The first round of broadcast renewals to be filed since changes were made to the FCC Rules is coming up fast.
Renewal applications for radio stations (AM, FM, and FM translators) located in DC, MD, VA, and WV are due to
be filed June 2, 2003.

The renewal filing process is a work in progress, for several reasons. First, certain filings due simultaneously with the
submission of the renewal applications must be filed electronically [i.e., Forms 396 (EEO) and 323 or 323-e (biennial
ownership report)], although the Form 303-S renewal application itself may currently be submitted either on paper or
electronically. All renewal applications filed after August 1, 2003 must be filed electronically. Second, the FCC staff
is still identifying and working out kinks in the renewal filing and processing system. For example, it has been
determined that the community of license shown on a translator authorization often differs from that of the primary
station. The staff therefore advises that applicants check the FCC database to see what community of license is shown
for a given translator and then transfer the information exactly as shown in the database to the translator renewal
application. Otherwise, the renewal application will not be accepted by the electronic filing system (even though each
translator has its own Facility ID Number).
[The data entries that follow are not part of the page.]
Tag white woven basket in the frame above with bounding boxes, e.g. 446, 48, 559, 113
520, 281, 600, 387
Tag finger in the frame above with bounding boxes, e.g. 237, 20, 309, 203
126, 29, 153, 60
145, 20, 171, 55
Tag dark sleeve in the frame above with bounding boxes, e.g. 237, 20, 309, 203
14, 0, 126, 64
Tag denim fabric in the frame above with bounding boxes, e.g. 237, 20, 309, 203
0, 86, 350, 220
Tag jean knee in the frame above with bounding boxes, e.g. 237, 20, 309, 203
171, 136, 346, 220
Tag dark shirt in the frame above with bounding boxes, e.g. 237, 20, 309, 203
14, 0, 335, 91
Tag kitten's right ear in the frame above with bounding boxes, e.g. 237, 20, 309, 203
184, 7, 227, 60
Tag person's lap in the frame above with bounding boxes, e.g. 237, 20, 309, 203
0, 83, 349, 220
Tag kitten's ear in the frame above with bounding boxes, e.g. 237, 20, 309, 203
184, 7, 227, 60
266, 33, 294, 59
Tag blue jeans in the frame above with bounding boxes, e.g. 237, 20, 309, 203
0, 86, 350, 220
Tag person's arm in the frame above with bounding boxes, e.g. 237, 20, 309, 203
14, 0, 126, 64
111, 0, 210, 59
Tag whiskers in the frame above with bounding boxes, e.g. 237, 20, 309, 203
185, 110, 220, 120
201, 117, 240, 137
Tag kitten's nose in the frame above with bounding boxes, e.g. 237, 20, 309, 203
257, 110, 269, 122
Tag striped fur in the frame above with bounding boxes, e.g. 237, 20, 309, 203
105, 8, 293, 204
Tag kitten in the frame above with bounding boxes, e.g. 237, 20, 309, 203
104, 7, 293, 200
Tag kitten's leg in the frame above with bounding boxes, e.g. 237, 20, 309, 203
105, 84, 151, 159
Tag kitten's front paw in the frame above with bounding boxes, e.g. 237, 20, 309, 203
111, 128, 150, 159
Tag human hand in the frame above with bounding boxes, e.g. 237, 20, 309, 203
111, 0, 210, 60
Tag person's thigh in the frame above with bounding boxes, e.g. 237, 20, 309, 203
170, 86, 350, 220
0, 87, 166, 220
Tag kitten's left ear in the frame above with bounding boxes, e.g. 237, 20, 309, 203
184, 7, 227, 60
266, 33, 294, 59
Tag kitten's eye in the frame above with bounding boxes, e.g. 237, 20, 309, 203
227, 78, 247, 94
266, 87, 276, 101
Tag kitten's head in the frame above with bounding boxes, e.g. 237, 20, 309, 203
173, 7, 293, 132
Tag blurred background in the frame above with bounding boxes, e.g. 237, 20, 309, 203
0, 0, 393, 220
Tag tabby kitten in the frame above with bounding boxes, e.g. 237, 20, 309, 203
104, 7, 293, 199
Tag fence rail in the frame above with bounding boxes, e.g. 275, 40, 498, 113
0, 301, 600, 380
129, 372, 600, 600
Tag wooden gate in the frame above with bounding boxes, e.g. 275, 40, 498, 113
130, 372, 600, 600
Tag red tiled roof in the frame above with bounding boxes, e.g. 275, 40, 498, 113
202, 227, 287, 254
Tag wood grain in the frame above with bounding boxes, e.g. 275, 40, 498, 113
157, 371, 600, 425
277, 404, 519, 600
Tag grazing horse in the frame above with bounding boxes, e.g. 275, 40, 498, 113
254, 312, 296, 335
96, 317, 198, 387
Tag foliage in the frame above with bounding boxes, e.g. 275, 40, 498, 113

                                                     * * * * *

                                       RF, Safety, Environmental Enforcement

A few years ago, the Chairman of the Commission made a speech in which he said that he did not see that there was a
need for new regulation of the industry, but that the Commission would begin enforcing the regulations that were on
the books. Recently, the Enforcement Bureau has been taking a much more proactive stance on the enforcement of
the existing regulations. Part of the Enforcement Bureau, of course, is the field staff (the inspectors). Some inspectors
have told us that they are now being directed by Washington to begin the enforcement of the Commission’s RF rules.
Now is the time for everybody to dust off their copies of OET 65, the Commission document that outlines the
calculations necessary to establish compliance with the Rules. These are considered to be safety issues, and like
tower lighting, tower lighting logging, and emergency alert notification, are now items of inspection by the Staff. We
also understand that the Commission’s field inspectors are being issued new equipment so that they can visit a site, or
a station, and make direct readings of the RF environment to determine compliance.
Many stations feel that, since they are part of an established antenna farm, they are somehow exempt from the RF
requirements. All stations operating on multiple-use towers contribute to the RF environment. There are, in OET 65,
limits that can be calculated using the various multiple users, and if the RF limits on a multiple site exceed the overall
RF limits, it does not matter whether the station owns the tower, is renting space, or has signed an agreement
delegating to somebody else (i.e., the site owner) the responsibility for RF compliance. If the inspectors calculate that
your station contributes 5% or more to the overall RF environment in a multi-user tower, then you, along with
anybody else who contributes 5% or more, will be assessed the basic fine of $10,000 for excessive RF radiation.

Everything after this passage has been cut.